A memorandum signed by Trump will target $60 billion in Chinese goods in tariffs, which are a response to intellectual property violations he first complained of long before winning the 2016 presidential election. The move, which comes into effect in 30 days, mostly targets technology, and runs to around 1,300 items.
Trump himself has attempted to downplay the list, which many view as an attempt to appease nationalist voters and elements within his own administration. He sees China as a “friend,” he said when announcing the tariffs. Vice president Mike Pence added, however, that the “era of surrender is over.”
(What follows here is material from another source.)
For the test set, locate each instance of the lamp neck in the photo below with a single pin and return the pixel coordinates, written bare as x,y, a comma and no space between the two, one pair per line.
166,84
China has hit back. “We will retaliate,” Chinese ambassador to the US Cui Tiankai said via Facebook. “If people want to play tough, we will play tough with them and see who will last longer.”
The tariffs could have a massive effect on the tech sector. China is undoubtedly catching up with Silicon Valley’s innovation. President Xi Jinping, who was recently approved to become leader for life, has targeted a world-beating technology sector by 2049. Almost 40% of unicorn companies are now from China. Though China’s tech industry represents just 32% of the Valley’s output, its rapid rise suggests that parity is not far away.
American companies are hugely dependent on their Chinese counterparts to build parts like circuit boards and chips: little wonder the Internet Association, an influential tech lobby, has told Wired its members, which comprise almost all of the country’s biggest tech firms, will be furiously lobbying to ensure they are not caught in the crosswinds of a political storm.
Chinese industrial espionage is a huge problem. IP theft at large costs the American economy between $300m and $600 each year. Loudly heading into a trade war could be disastrous – especially at a time when most experts agree the US and China should cooperate, not clash, on tech.
Don’t expect those platitudes to reach the President, however. If they do, he’ll likely fire the messenger.